Mais ça peut être la capitale de l'Uruguay...


----------



## Keith Bradford

Trivia is not necessarily _actualités_, and very often not _culture _or _intéréssant_.  I'd prefer *futilités* if I had to choose.


----------



## Uncle Bob

Agreed with Keith, Chambers gives "trifles" as a synonym - _broutilles/bagatelle_s for WR dictionary.


----------



## JClaudeK

J'ai barré "_actualités"._

Peut-être "Il en connaît un rayon sur des tas de banalités."


----------



## Itisi

Bien sûr, 'trivia' veut dire ça, mais dans ce contetxte, je ne pense pas que cela convienne.


----------



## Uncle Bob

Itisi said:


> Bien sûr, 'trivia' veut dire ça, mais dans ce contetxte, je ne pense pas que cela convienne.



Ça voudrait dire que "trivia" n'est pas le bon mot?


----------



## Itisi

*Uncle Bob*, je ne pense pas que 'broutilles/bagatelles/futilités' conviennent dans ce contexte.


----------



## joelooc

il a une bonne/vaste culture générale


----------



## JClaudeK

joelooc said:


> il a une bonne/vaste culture générale


culture générale *≠ *knowledge of trivia



> *culture générale*
> _(Au singulier)_ Ensemble de connaissances générales sur la littérature, l’histoire, la philosophie, les sciences et les arts, que doivent posséder, au sortir de l’adolescence, tous ceux qui forment l’élite de la nation.


----------



## Keith Bradford

joelooc said:


> il a une bonne/vaste culture générale


  See #9.

Some examples of trivia:

Who Leonardo di Caprio was dating in 1995.
The name of the Japanese manga artist who created _Dragon Ball_ in 1984.
Which game of the _Assassin's Creed_ series takes place in ancient Egypt.
Some examples of _culture générale_:

The name of the king who succeeded Elizabeth I.
The difference between a metaphor and a simile.
The longest mountain range in Italy.


----------



## JClaudeK

Une idée (peut-être un peu farfelue):
"Il a une vaste culture à la _Trivial Pursuit/ une vaste « culture Trivial Poursuit »."   _


----------



## Itisi

*general knowledge* _n_ (commonly known facts) culture générale _nf_
  The team won the pub quiz thanks to the breadth of its general knowledge.


Carlo66 said:


> like in gameshows as "who wants to be a millionaire".

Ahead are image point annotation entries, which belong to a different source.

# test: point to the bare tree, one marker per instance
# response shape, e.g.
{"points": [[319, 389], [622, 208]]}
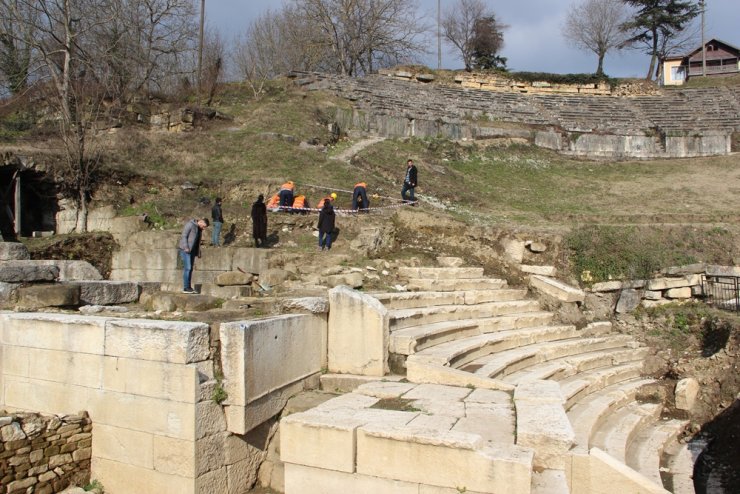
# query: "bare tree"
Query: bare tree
{"points": [[458, 27], [660, 26], [596, 25], [16, 45], [362, 35]]}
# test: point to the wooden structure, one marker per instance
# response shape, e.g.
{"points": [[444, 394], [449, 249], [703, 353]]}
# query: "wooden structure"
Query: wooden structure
{"points": [[721, 59]]}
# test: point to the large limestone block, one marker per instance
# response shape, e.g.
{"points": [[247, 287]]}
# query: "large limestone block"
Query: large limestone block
{"points": [[150, 378], [686, 392], [163, 341], [667, 283], [108, 292], [124, 445], [13, 251], [259, 357], [448, 459], [542, 424], [64, 332], [122, 477], [234, 278], [557, 289], [40, 296], [319, 440], [74, 270], [359, 333], [27, 271]]}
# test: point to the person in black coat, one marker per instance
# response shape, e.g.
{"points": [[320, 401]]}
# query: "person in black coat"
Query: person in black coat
{"points": [[409, 182], [259, 222], [326, 225]]}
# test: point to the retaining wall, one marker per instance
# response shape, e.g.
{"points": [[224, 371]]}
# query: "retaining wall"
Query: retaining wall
{"points": [[148, 388], [44, 453]]}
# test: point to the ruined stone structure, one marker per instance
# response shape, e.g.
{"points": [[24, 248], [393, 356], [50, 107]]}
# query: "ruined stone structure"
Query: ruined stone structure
{"points": [[676, 124], [44, 453]]}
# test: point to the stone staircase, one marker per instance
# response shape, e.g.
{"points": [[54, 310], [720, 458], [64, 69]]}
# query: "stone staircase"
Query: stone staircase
{"points": [[486, 383], [463, 321]]}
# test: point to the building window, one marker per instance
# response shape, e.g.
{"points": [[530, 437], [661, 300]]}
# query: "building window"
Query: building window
{"points": [[678, 73]]}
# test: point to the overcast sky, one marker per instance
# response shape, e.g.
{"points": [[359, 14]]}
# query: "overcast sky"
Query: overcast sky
{"points": [[531, 43]]}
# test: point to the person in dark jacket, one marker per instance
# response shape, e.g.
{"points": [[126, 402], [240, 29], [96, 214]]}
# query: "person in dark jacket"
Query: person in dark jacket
{"points": [[409, 182], [218, 222], [326, 225], [259, 222], [189, 248]]}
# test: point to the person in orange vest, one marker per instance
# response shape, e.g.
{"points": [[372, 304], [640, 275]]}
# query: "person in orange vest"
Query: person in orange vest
{"points": [[273, 203], [286, 194], [331, 198], [299, 203], [359, 197]]}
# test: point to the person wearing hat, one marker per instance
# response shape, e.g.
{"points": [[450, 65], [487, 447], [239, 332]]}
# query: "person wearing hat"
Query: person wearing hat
{"points": [[259, 222], [286, 194], [359, 197], [189, 249], [409, 182], [218, 222], [331, 198]]}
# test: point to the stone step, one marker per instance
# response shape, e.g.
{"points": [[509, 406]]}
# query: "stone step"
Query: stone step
{"points": [[411, 300], [440, 273], [416, 338], [404, 318], [458, 353], [550, 482], [680, 464], [616, 433], [505, 363], [647, 448], [560, 369], [582, 384], [423, 284], [587, 415]]}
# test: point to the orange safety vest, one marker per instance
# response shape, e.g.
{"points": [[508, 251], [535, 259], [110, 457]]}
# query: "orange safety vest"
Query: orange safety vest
{"points": [[273, 202]]}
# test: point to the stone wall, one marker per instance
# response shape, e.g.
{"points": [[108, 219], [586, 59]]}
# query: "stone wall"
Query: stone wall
{"points": [[150, 387], [44, 453], [152, 256]]}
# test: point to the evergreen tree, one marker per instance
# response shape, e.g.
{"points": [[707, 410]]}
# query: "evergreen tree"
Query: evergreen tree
{"points": [[656, 24]]}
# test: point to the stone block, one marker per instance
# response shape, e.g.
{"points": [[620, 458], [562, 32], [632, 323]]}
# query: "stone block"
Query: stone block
{"points": [[686, 392], [678, 293], [163, 341], [13, 251], [40, 296], [557, 289], [540, 270], [121, 477], [27, 272], [108, 292], [628, 301], [124, 445], [251, 349], [668, 283], [73, 270], [149, 378], [234, 278], [319, 440], [359, 334], [65, 332], [416, 456]]}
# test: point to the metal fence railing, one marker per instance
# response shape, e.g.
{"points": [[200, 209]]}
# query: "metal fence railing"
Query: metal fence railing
{"points": [[722, 292]]}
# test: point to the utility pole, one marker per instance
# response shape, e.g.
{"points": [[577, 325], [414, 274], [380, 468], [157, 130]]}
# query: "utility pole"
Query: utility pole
{"points": [[200, 45], [703, 43], [439, 37]]}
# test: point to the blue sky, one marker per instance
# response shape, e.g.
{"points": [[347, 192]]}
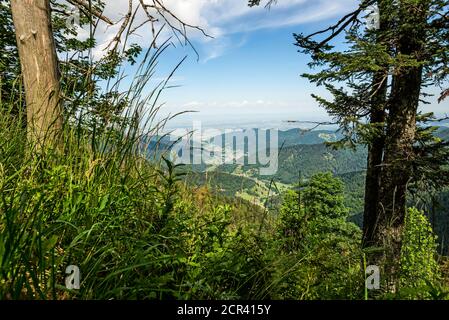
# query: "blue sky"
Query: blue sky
{"points": [[249, 73]]}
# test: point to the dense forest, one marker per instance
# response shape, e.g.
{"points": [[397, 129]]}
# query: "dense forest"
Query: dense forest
{"points": [[86, 177]]}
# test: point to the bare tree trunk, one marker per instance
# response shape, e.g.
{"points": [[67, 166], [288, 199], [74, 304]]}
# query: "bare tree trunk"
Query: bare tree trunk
{"points": [[377, 144], [39, 64], [374, 163], [400, 135]]}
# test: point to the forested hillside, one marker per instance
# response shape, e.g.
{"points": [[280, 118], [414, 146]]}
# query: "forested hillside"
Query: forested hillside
{"points": [[94, 204]]}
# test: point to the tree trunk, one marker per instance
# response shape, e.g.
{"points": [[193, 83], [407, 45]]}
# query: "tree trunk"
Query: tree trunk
{"points": [[400, 134], [39, 66], [374, 162], [377, 144]]}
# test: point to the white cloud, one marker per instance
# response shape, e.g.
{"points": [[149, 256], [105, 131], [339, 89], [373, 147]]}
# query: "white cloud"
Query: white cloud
{"points": [[221, 18]]}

Bon, alors, *JCK*, ce serait plutôt à la Qui veut devenir millionnaire' !


----------



## Itisi

PS -  



Carlo66 said:


> Describing someone who has a lot of general knowledge.


 Quelqu'un qui a un bon niveau de culture générale.


----------



## JClaudeK

Carlo66 said:


> Describing someone who has a lot of general knowledge.
> 
> 
> Itisi said:
> 
> 
> 
> Quelqu'un qui a un bon niveau de culture générale.
Click to expand...

 Je ne comprends pas ce que tu veux dire par là.

Il me semblait qu'il était entendu que "culture générale" *≠ "*knowledge of trivia". (see #17)


----------



## Itisi

Pas pour *Carlo66*.  

Entendu par certains.  J'ai déjà donnné mon opinion plus haut.  Moi, je pense que 'culture générale' se défend, bien que ce ne soit pas un niveau de culture élevé, c'est clair !


----------



## JClaudeK

Merci pour ta réponse. 
Bon, chacun voit midi à sa porte ....


----------



## Itisi

Voir :  Trivia Questions & Answers


Itisi said:


> je ne pense pas que 'broutilles/bagatelles/futilités' conviennent dans ce contexte.


Pas parce que je trouve ça d'un haut niveau de culture, mais parce que ce ne serait pas exact.


----------



## joelooc

C'est également la raison pour laquelle j'ai insisté sur cette traduction de "trivia"; pas parce qu'elle convient lexicamelent mais parce qu'elle répond à la question de Carlo 66 (locuteur austro-germanique)


----------



## JClaudeK

joelooc said:


> pas parce qu'elle convient lexicamelent mais parce qu'elle répond à la question de Carlo 66 (locuteur austro-germanique)





Carlo66 said:


> describing someone how knows the answers to many trivia questions, like in gameshows as "who wants to be a millionaire". Describing someone who has a lot of general knowledge.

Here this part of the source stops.